About 20 people from the Whistleblowers, Activists + Citizens Alliance began chanting just a few minutes after question time got underway, protesting against the treatment of asylum seekers in offshore detention.
It was less than five minutes before Speaker Tony Smith suspended the House, and the broadcast feeds, relied on by everyone who beams question time, including Sky News and News 24, were cut. Camera crews from all the TV networks, photographers, journalists and quite a few staffers had raced down to level two to the entrance to the public gallery to see what was going on with their own eyes.
The first dozen protesters out formed a line and kept shouting variations of “bring them here”, “let them stay”, “close the bloody camps now” in the public area, as security dragged the more resistant protesters one by one from the gallery to an elevator bound for the basement. Senator Pauline Hanson’s chief of staff, James Ashby, seemed to be taking a break from his busy work on the Senate side to film it all — only for Hanson to tweet later that the protests were “interrupting the adults” doing work.
In the House most Coalition MPs left the chamber, but some went up to the press gallery to watch as the security guards tried their best to remove the new fixtures to the public gallery. The final six protesters seated in the front row had glued themselves to the railing — except for one, who glued his hands to the leather seat. One person in the press gallery joked it was the first time anyone had been glued to question time.
Eventually as the guards managed to find the right solvent to prise the protesters free and the last were removed from the gallery, the security guards decided it was time for the protesters outside to move along. Guards, who at times appeared to be more arm muscle than man, formed a line and made their move as the media circled. It was chaos as one of the protesters screamed at the security guards that they were hurting her while the others continued their chants to bring the refugees to Australia.
With the last of the protesters removed, the guards set about removing the remainder of the glue, while Smith attempted a return to normality. He said he had decided to suspend proceedings because the protests threatened to “lower the dignity” of the House. There will be a full investigation into what happened — which will no doubt be part of the security changes already planned.
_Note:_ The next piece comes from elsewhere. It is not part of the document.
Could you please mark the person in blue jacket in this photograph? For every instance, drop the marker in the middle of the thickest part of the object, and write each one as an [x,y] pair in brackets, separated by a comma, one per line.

Christopher Pyne, never one to miss any opportunity to blame the opposition, reminded the House it was the most disruptive protest since the 1996 protest by the ACTU — conveniently ignoring that there was a similar protest during question time during the Gillard government against the carbon tax. He said that question time was simply a “courtesy” from the government to the opposition to be able to ask questions. The PM then added the AFP would now be investigating the source of a leak to a journalist. Dignity restored.
The protesters were congratulated by the Greens in the basement and let off without charge by the police. They returned early on Friday morning armed with red dye, climbing ropes, food, water and sunscreen.
Two of the protesters, using the climbing equipment affixed to Parliament normally meant for the cleaners, climbed over the front of the building with a large banner again protesting against Australia’s treatment of asylum seekers.
Thirteen protesters waded in to the water, filled it with red dye, and stood their ground holding up protest signs. The group has been well-organised, with a designated media spokesperson, their own film crews, and enough food and water to keep them going throughout the last sitting day. At 10.30am, facing an ultimatum from police to come down or be removed, the climbers agreed to come down peacefully.
While some Coalition politicians are referring to the protesters as “a bunch of bong-sniffing, dole-bludging, moss-munching, glue-guzzling, K-Mart Castros”, on the ground it’s all very polite and civil. One of the protesters told the Australian Federal Police officer that the two climbers were trained and experienced. One is an arborist, and the other works as a window cleaner on skyscrapers.
Police seemed reluctant to make a scene of removing them and it all came to an end peacefully shortly after the climbers were taken away by police. A spokesperson for the group, Phil Evans, told media this morning that their actions matched the urgency of the matter, and their treatment by police “pales in comparison to the awful treatment of refugees”.
“Protest is part of democracy … They definitely heard the message loud and clear.”